ホテルに戻って朝食を取った後、私は、昨夜家族に書いた絵葉書を出しに行くことにしました。ホテルのフロントで郵便局の場所を聞いて、そこへ着いたときは九時五分。九時から開いた郵便局の、私は十四人目の客でした。どうして分かるかというと、私の取った番号札が十四番だったからです。私の順番になり、三枚の絵葉書を出し、
「一枚は日本で、二枚は英国。」
と窓口の若い男性に伝えます。彼は、引き出しから三枚の切手を取り出し、それを一枚ずつ丁寧に舌で舐めて、絵葉書に貼ってくれました。普通、郵便局の窓口には、水で湿したスポンジが置いてあり、切手はそれで濡らして貼ってくれるでしょう。そもそも、郵便局の職員が、全部切手を舐めていたら、数時間後には、口の中が糊でネチョネチョになると思いませんか。
「美味しい?」
と思わず私は窓口のお兄さんに尋ねました。
「こんな美味い朝飯食べたの初めて。」
とお兄さんが答えたので、局中が大爆笑。
十時から「ルーベンスハウス」が開くというので、私はホテルを出て、昨日通った商店街に入り、ルーベンスハウスと書いてある方向に折れました。広い石畳の通りの真ん中にガラス張りの建物があって、そこで切符を買ったり、荷物を預けたりするようです。その通りには、土曜日ということでマーケットが出ていました。私は時間まで、マーケットを見て歩きました。野菜、果物、花、チーズ、パン、肉とソーセージ、衣料品などの屋台が出ており、ヨーロッパではお馴染みの光景です。オランダに近いこともあって、チーズ屋さんには色々なチーズが並んでいて、なかなか見応えがあります。

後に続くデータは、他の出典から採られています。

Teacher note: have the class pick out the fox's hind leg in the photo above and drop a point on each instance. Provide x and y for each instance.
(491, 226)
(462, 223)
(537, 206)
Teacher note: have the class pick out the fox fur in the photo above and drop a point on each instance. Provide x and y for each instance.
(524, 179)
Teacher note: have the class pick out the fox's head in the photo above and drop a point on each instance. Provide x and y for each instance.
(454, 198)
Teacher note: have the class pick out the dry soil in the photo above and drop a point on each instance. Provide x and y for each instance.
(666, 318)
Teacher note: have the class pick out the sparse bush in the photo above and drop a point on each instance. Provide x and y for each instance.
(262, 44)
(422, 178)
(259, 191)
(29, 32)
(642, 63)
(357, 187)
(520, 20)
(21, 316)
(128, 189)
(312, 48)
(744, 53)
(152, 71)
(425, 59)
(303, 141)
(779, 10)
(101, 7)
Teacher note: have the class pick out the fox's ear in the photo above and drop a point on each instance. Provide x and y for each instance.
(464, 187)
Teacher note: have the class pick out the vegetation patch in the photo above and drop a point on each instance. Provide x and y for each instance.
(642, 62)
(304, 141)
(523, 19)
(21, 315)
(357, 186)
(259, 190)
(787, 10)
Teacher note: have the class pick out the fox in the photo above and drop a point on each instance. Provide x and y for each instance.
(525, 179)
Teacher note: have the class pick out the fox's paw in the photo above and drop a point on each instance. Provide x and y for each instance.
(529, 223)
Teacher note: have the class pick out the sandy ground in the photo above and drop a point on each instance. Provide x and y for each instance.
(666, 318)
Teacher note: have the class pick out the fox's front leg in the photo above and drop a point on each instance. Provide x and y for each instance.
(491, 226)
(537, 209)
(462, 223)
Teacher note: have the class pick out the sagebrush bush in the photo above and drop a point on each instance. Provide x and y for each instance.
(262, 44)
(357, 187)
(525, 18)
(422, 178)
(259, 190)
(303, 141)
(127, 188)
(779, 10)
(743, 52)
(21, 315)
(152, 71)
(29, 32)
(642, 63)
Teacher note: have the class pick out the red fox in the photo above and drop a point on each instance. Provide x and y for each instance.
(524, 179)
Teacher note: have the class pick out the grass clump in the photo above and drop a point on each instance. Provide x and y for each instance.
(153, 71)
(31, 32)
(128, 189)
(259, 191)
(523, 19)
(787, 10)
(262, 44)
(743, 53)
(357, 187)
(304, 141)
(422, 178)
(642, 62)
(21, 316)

十時ちょうどにルーベンスハウスの切符売り場に行くと、そこにいたのは私ともうひとりの男性のふたりだけでした。ルーベンスハウスは「アントワープ随一の観光スポット」と聞いていたので、混むといけないので早めに行ったのですが、そんな心配は無用のようです。
「十ユーロで、『コンビ』の切符をお買い求めになると、ルーベンスハウスの他に、別の美術館や大聖堂にも入れますよ。」
と窓口の男性が言うので、
「じゃ、それ。」
と言って買います。五箇所以上行けて、たった十ユーロというのは安いと思いませんか。私は、そのときまだ、周りに建っている家の、どれが「ルーベンスハウス」か知らなかったのです。
「こっちですよ。」
と言われて、褐色の石造りの家の門を潜って中に入りました。そこはすぐに中庭になっていました。
ルーベンスハウスの入り口。彼は二十五年間ここに住んでいたとのことです。